Break the cycle: online poker growth ‘on the horizon’
Break the cycle: online poker growth ‘on the horizon’
Serge Mukhanov, CEO at Connective Games, says the decline in global online poker play is cyclical, and that growth is on the horizon.
“The global online poker industry has been in ill health for several years now, with some having already written its obituary. The decline has been significant and sustained. Players have found new forms of entertainment that offer instant gratification and can be accessed via their smartphone devices without compromising on quality. In this regard, online poker has been very much behind the curve.
But recently, things have changed. Online poker operators and suppliers have been hard at work developing new formats, features and tools to ensure the vertical meets modern consumer demands. Formats such as Sit&Go, gamification elements that reward player achievements, build-in games like Wheel of Fortune, and mobile-first functionality are helping drive a slow and steady resurgence in play for some operators in some markets.
These changes mark a shift in the player demographic operators are targeting: casual consumers over experienced multi-tabling pros. They are far more lucrative and stable, and are the key to building a sustainable business in the long term. Unibet is very much leading the charge here, enjoying growth where others are struggling to fend-off decline – parent company, Kindred Group, saw poker revenues increase 64% year-on-year in 2016.
Unibet’s success proves there is a lot of life left in poker, especially with emerging markets such as India, Russia, Africa and the US edging ever close to opening their digital doors to regulated online gambling for the first time. These new regions are the lifeline the poker industry needs, but operators and suppliers entering these territories need to proceed with caution if they are to avoid similar levels of decline in the coming years.
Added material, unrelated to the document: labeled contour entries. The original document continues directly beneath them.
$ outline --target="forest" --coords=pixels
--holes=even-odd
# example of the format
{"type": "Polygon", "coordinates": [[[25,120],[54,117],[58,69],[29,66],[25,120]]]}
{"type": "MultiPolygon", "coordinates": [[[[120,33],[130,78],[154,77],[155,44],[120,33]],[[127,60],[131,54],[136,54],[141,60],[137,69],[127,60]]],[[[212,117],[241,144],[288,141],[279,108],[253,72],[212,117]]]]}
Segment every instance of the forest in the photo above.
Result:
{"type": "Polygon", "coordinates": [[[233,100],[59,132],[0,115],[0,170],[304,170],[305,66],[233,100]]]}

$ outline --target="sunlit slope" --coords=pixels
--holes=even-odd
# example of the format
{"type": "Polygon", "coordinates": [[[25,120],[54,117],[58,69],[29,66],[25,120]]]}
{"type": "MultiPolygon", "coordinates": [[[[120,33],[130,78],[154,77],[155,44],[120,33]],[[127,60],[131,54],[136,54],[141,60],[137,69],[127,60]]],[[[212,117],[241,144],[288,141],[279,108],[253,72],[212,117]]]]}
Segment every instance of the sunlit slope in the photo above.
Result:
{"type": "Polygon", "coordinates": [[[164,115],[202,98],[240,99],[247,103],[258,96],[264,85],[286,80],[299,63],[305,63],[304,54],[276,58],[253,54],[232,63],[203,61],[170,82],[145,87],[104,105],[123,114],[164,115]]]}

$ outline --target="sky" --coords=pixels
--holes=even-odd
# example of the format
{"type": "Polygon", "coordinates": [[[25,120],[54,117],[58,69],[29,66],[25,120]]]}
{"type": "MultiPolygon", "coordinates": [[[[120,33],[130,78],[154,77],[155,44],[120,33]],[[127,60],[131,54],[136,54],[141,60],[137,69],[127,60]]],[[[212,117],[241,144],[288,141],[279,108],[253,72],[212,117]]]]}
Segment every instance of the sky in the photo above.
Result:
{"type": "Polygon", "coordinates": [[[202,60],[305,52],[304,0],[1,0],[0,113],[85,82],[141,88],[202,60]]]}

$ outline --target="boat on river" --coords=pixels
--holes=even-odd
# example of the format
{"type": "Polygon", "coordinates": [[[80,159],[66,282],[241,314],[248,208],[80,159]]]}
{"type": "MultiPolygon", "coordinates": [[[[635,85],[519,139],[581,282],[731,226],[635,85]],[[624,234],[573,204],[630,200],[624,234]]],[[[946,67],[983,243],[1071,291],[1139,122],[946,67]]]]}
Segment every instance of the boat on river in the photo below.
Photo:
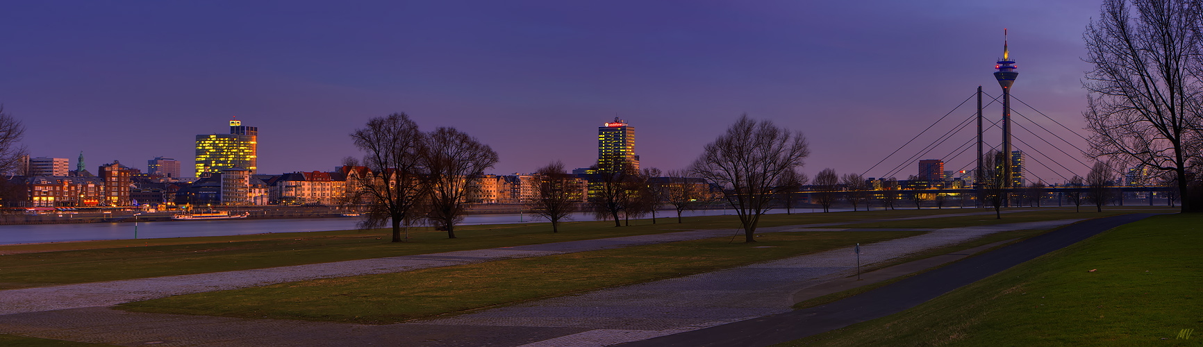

That’s because poker is cyclical. When a new market opens, most players are relatively inexperienced and are playing for fun. But as they play more, honing their skills and confidence, they become highly competent players. Over time, this sees the former feeding on the latter, scaring them away from the game and kick-starting the period of decline we are seeing in mature markets.
How long does it take new markets to go through this cycle? Here at Connective Games, we estimate it is about six years. Seventy-two months from the first online site going live in, say, India, to it enduring the near-terminal decline seen in markets such as the UK, France and Italy. It’s not long, and countries such as India, Russia and the US are all at risk of falling into this downward spiral.
Of course, operators and suppliers are now armed with enough knowledge to help prevent history repeating itself, and those launching online poker products in such regions would be wise to heed their advice. The key to ensuring poker remains healthy and vibrant is to build an ecosystem which harmonically combines casual players environment and experienced players surroundings.
It is challenging task as these groups of players have different goals and interests. We can even say they belong to different cultures. Recreational players seek to have fun from the game. They do not want to spend much time on learning, and value the possibility to win big instantly. Professional players, on the other hand, play for money and do everything to be most efficient in it.
Firstly, casual players should be provided with the possibility to enjoy the game and grow their skills in encouraging friendly atmosphere – not through the hard aggressive struggle of professional players. There are many practices to archive that. For example, operator can introduce total anonymity in the room, or use a lobby which doesn’t allow selecting particular table to randomly mix opponents of different skills, or even segregate players, automatically analysing the reams of data players generate to assess their individual skill level and then seat them at tables with rivals of a similar ability.
And the second point, but with the same importance, is different features and game formats should be offered to each of these societies to meet their needs.
Professionals need features aimed at effective management of several tables, tons of interface settings to tailor the interface and game formats which is more skill-based than luck-dependent. Casual players prefer easy and fast access to the game, entertaining and at the same time educational missions or quests and various jackpots. Having all of these in the room ensures players are provided the type of experience they are seeking, whether it be casual or more professional.
Operators and suppliers need to continue to invest in their innovation and development pipelines, and bring new and exciting formats, features and tools to market. This, combined with new markets opening-up, will see the global poker industry go full circle, returning to rude health and year-on-year growth.
Lessons have been learned, so there is no need for history to repeat itself. The cycle can be broken.”
Totally Gaming says: It has been increasingly difficult for poker operators to maintain a foothold in today’s competitive online gaming marketplace. However, numerous forward-thinking operators continue to develop new formats, features and tools to bring new life to the vertical, and it will be interesting to track the sector’s progress over the medium term.